Non-residential construction and services will help offset further restructuring by Ontario manufacturers, say Scotiabank economists

    TORONTO, March 15 /CNW/ - Major large-scale public and private
construction projects, alongside healthy services-based activity, will lead
the Ontario economy this year, according to Scotia Economics' latest
Provincial Trends report.
    "Strong global demand is expected to benefit exporters of metals and
minerals, industrial machinery, and aerospace," says David Hamilton,
Economist, Scotiabank. "Non-residential construction remains buoyant as low
financing rates and limited spare capacity spur investment in commercial and
industrial markets. Public sector investment, including transportation and
transit improvements, will also play a major role.
    "Nevertheless, many Ontario exporters are being challenged by a slowing
U.S. economy and a strong Canadian dollar," adds Mr.

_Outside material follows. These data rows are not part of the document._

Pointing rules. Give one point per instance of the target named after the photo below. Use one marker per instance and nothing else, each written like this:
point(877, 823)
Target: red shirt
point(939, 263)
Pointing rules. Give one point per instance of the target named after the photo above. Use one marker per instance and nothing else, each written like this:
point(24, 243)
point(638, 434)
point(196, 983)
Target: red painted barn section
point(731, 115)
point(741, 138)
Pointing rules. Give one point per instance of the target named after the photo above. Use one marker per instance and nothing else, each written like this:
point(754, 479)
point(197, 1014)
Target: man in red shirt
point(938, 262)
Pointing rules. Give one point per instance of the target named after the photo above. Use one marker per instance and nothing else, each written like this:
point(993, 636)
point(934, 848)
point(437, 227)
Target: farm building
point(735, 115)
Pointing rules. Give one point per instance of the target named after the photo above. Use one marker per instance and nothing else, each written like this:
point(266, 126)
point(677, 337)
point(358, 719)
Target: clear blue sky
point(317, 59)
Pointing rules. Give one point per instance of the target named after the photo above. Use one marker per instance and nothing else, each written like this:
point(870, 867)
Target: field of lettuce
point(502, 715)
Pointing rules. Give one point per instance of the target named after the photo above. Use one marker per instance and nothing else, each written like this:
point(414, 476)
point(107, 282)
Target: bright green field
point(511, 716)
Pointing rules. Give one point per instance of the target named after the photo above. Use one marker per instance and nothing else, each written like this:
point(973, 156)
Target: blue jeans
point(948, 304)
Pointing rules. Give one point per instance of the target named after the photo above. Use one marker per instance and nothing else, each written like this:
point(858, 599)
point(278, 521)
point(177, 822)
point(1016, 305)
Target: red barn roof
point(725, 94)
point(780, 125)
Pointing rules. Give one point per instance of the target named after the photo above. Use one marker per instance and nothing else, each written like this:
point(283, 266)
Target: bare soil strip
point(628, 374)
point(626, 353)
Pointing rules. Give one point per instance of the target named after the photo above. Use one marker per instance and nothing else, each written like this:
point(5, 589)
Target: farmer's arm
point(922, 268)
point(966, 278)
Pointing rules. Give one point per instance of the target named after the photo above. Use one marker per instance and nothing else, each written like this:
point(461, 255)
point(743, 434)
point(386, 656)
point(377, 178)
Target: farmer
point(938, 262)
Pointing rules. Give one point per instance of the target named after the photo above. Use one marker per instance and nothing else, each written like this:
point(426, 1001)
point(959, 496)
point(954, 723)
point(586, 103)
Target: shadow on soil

Hamilton. "Declining auto
sales are negatively impacting the industry, spurring production cuts and
lower parts shipments, while Ontario's forestry sector faces a softer North
American housing market and higher power costs."
    For the third year in a row, Canada is expected to post slower output
growth. Despite the continuing solid gains in the country's resource-rich
regions, manufacturing activity remains under pressure from non-stop foreign
competition, rising input costs and a strong Canadian dollar. Meanwhile,
deteriorating affordability, largely due to higher prices, is expected to put
a chill into the housing market.
    Helping to pick up the slack, capital spending will provide solid
support. Not restricted to energy- and mining-rich provinces, such as
Alberta's oil sands, Saskatchewan's uranium mines or Newfoundland & Labrador's
nickel mines and offshore oilfields, non-residential construction will remain
a key source of growth in such areas as public infrastructure, sea and airport
expansions and commercial building developments, just to name a few. The
spillover effect of construction activity should also benefit other sectors.
Services should remain robust, providing solid underlying support to output
growth, as well as employment opportunities.
    From a regional perspective, growth in the Western and Atlantic regions
should outpace the national average in 2007, while Central Canada lags behind.
Newfoundland & Labrador is expected to best the other provinces as its mining
sector recovers. A slowdown in non-residential construction will moderate
growth in Alberta and B.C., although the two provinces should remain at the
top of the pack. Ontario and Quebec will likely continue to face weakness in
manufacturing amid industry restructuring.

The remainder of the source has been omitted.